Russia plays power games of past

7/15/2001

Some call it d j vu.

Others more fashionably refer to it as “a glitch in the system,” quoting a character in The Matrix.

I call it short-circuit in the brain.

And that's what happened to Russia some two weeks ago.

That's when it - just like the Soviet Union in the past - threatened to use its veto power in the United Nations.

The threat effectively killed the U.S.-British-proposed resolution to replace the trade sanctions of Iraq with “smart sanctions.” The resolution was to prevent Iraq from importing weapons and sensitive technology while reducing the impact on the general population.

As a result, Iraq, which had vehemently opposed the proposition, pledged to resume oil exports, after Baghdad and the United Nations signed a memorandum extending the oil-for-food program.

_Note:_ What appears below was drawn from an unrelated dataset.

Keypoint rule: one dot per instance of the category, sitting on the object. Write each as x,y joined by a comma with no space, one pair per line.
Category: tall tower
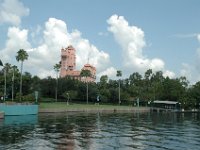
68,60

Russia shot itself in the foot. Not unwillingly, mind you, but rather out of political stubbornness.

Economically, Russia - as a major oil exporter - looks at losing hundreds of millions of dollars worth of oil-export revenue now that Iraq has resumed its oil sales.

So, as the young say, “What's up with that?”

The Kremlin is clearly sending out a message to the United States and its allies that it has an option of using the weapons-hungry Iraq - its old ally - as leverage in President Vladimir Putin's quest for a “multipolar world,” limiting the growing world dominance of the United States.

That's unfortunate.

Only a few weeks ago, Mr. Putin and President Bush praised each other after their European summit, giving the impression that Russia and the United States are about to resolve their differences, including the United States' plans for anational missile-defense shield against rogue states such as Iraq and Russia's opposition to the U.N. embargo of Iraq.

Cautious optimists such as this columnist even hoped that Russia's economic interest of joining the club of industrialized nations as a member of the World Trade Organization have superceded its xenophobia, particularly its anti-Americanism.

Unfortunately that hope is more dead than alive now.

Old rationale, like old habits, dies hard.

By that rationale, the Kremlin figured that taking the benefit of globalization might take a while, not to mention the necessity to carry on with unpopular reforms, while the revenues from weapons sales to Iraq are more immediate.

Besides, reforms would bring up more legal transparency in Russia, which would make it so much harder for the bureaucrat to skim off the poor Russian Joe Blow. It's still easier to steal than work in Russia, and - more importantly - so much more profitable.

So instead of going on with its much-lauded effort to resolve differences with the United States, Russia - whose economy is 50 times smaller than that of the United States' - is continuing to pose problems for the world's only remaining superpower.

Russia is arguably reverting to its spoil-sport policy of a nuclear blackmailer, using Iraq as a bargaining chip in its effort to gain leverage in international politics.

The U.S. British plan to refocus the embargo on the weapon imports ran contrary to the Kremlin's plan. And that's why Russia opposed them.

The Kremlin is left to celebrate its Pyrrhic victory.

Mike Sigov, a Russian-born journalist, is a staff writer for The Blade.